North raises a variety of interesting philosophical, psychological, and historical “ramifications,” and addresses each in compelling ways. For example, the “second life” for most of these people often drives them completely insane, as they struggle to understand why they have distinct memories of their own life as it unfolds. They then move through religious, pastoral, and hedonistic phases as they, cursed to live forever like Classical gods, try to figure out what to do with themselves. Most of these people adhere to a general policy of “non-interference” — again, not a novel idea, the Time Lords do that, too, and plenty of sci-fi works talk about the problem with killing Hitler — but North handles this well, deftly creating a compelling plot that revolves around those very issues.

“Claire North” is a pseudonym. Pseudonyms tend to have a really short life these days, but, through scrupulous avoidance of reviews, I was able to read the book without learning who wrote it.

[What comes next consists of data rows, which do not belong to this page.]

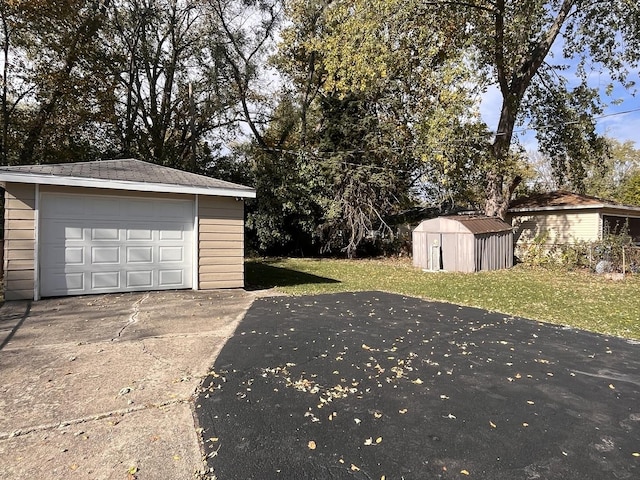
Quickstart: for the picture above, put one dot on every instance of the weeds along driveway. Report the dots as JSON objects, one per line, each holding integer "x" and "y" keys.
{"x": 379, "y": 386}
{"x": 102, "y": 387}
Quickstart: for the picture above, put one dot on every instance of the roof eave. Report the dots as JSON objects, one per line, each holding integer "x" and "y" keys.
{"x": 125, "y": 185}
{"x": 595, "y": 206}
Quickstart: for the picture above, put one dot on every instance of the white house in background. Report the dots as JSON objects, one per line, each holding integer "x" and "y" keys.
{"x": 566, "y": 218}
{"x": 119, "y": 226}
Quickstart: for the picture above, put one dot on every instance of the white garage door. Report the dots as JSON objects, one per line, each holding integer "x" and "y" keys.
{"x": 102, "y": 244}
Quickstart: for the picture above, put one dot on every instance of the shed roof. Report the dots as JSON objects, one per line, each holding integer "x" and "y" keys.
{"x": 476, "y": 225}
{"x": 125, "y": 174}
{"x": 481, "y": 224}
{"x": 563, "y": 200}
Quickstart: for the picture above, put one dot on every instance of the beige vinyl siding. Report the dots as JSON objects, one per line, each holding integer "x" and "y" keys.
{"x": 220, "y": 243}
{"x": 19, "y": 241}
{"x": 560, "y": 227}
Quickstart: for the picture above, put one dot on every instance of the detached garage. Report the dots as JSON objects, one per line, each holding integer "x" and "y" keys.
{"x": 119, "y": 226}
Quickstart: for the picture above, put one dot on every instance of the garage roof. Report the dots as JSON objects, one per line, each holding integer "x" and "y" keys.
{"x": 126, "y": 174}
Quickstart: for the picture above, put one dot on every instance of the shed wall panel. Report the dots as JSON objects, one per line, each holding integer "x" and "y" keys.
{"x": 463, "y": 249}
{"x": 19, "y": 230}
{"x": 220, "y": 242}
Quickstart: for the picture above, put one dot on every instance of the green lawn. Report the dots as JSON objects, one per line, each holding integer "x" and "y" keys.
{"x": 577, "y": 299}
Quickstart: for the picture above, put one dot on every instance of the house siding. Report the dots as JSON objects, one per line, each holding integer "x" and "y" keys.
{"x": 220, "y": 243}
{"x": 560, "y": 227}
{"x": 19, "y": 241}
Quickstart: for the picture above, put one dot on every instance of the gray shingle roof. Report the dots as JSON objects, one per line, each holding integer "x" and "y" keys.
{"x": 126, "y": 170}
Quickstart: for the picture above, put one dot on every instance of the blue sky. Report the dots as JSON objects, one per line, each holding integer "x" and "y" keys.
{"x": 614, "y": 122}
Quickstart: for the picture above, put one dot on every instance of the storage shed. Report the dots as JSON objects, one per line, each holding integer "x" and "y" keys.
{"x": 463, "y": 244}
{"x": 119, "y": 226}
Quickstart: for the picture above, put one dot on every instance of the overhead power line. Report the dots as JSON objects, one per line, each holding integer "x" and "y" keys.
{"x": 327, "y": 153}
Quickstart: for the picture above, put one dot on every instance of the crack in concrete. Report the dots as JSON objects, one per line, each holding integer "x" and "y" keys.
{"x": 90, "y": 418}
{"x": 133, "y": 318}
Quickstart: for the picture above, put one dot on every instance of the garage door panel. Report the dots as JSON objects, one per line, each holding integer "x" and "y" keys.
{"x": 141, "y": 233}
{"x": 170, "y": 278}
{"x": 140, "y": 254}
{"x": 171, "y": 235}
{"x": 114, "y": 245}
{"x": 171, "y": 254}
{"x": 105, "y": 233}
{"x": 140, "y": 279}
{"x": 105, "y": 255}
{"x": 102, "y": 280}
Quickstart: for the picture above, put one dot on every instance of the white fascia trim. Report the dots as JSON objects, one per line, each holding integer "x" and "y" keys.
{"x": 123, "y": 185}
{"x": 548, "y": 209}
{"x": 598, "y": 206}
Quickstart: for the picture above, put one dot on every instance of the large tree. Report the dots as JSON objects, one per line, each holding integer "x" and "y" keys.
{"x": 503, "y": 43}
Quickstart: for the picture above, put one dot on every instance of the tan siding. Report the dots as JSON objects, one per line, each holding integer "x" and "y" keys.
{"x": 237, "y": 227}
{"x": 222, "y": 236}
{"x": 220, "y": 268}
{"x": 560, "y": 227}
{"x": 19, "y": 234}
{"x": 18, "y": 294}
{"x": 206, "y": 261}
{"x": 220, "y": 242}
{"x": 221, "y": 284}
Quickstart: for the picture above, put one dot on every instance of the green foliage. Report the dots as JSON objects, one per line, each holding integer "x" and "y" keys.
{"x": 578, "y": 299}
{"x": 614, "y": 252}
{"x": 629, "y": 192}
{"x": 453, "y": 50}
{"x": 163, "y": 80}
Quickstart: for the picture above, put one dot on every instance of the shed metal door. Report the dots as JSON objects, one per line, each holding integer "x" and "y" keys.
{"x": 103, "y": 244}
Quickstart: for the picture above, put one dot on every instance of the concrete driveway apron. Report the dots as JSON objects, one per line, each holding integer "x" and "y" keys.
{"x": 102, "y": 387}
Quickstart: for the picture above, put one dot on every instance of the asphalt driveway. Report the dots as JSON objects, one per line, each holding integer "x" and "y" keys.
{"x": 379, "y": 386}
{"x": 102, "y": 387}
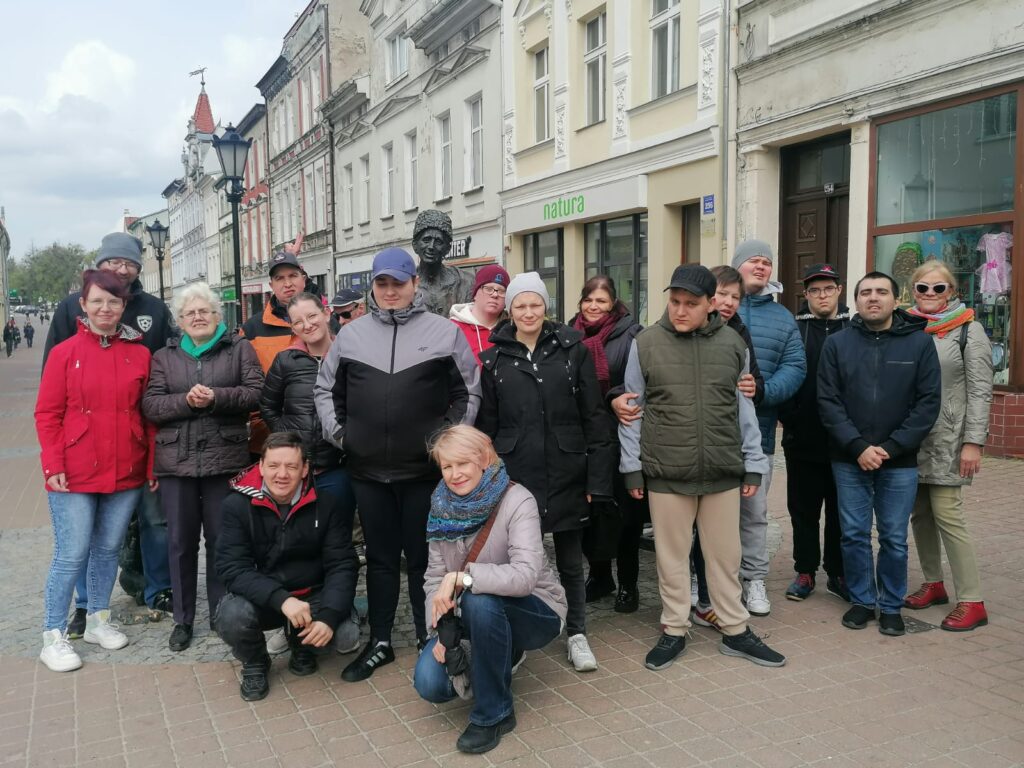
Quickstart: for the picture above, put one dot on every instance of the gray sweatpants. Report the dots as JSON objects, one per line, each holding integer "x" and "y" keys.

After reading it, I suspected that the author was a man between the ages of 35 and 55, and I was pleasantly surprised to see I was dead wrong. (Spoliers! That’s their Wikipedia page.)

Yet, because one of the book’s themes is the considerable influence that a person’s birth has on their destiny, it’s worth noting that the author’s father was once the head of the British subsidiary of Simon & Schuster. I can’t help but wonder — considering the crapshoot that is the publishing industry — whether any of this author’s works would have made it to the shelves without such an illustrious family connection.


  1. Intriguing. I read ‘Station Eleven’ on your recommendation. So did my husband. We both agreed it was high on the list of good reads this year. So thank you. Claire North, whoever she may be, will have to come down a little in price for me to click the buy button, but I have downloaded a sample and, who knows? If I like it enough, I may throw caution to the wind.

  2. I loved this book! It was driving me batty to figure out the author; I even listened to the British radio broadcast at work to hear the reveal. Looks like “North” has another book out and will continue to put more books out. Splendid!

  3. I read this a little while ago and had NO idea that Claire North was a pseudonym. It’s interesting to figure that out now after the fact, thanks for sharing. I did enjoy this when I was reading, but it’s kind of disappointing to learn her success could be fueled by family connections. – ashley

  4. 1. Why the hell is the ebook version more expensive than the paperback or hardcover? It always pisses me off to see this, and now I hesitate to buy it despite your glowing review.

    2. Not only did she get published, but she was able to use at least three different pseudonyms. Recently, I briefly attempted to establish a second pen name and failed miserably. But then I don’t have relatives in the publishing business. 😉

    3. This book sounds so interesting! Perhaps I will buy it when I feel more financially flush.

    1. The answer to your question of why the ebook is more expensive than the paperback is found in the name of the publisher. it’s Hachette, the company that was in a long battle with Amazon over its right to price its own ebooks. Here you see what Hachette was after, a tremendously stupid last ditch effort to get people to buy the paperback and not the ebook. It is pure and simple greed, and I won’t buy the book. I may take it out of the library (highly unlikely) but I won’t pay more for an ebook than for its paperback.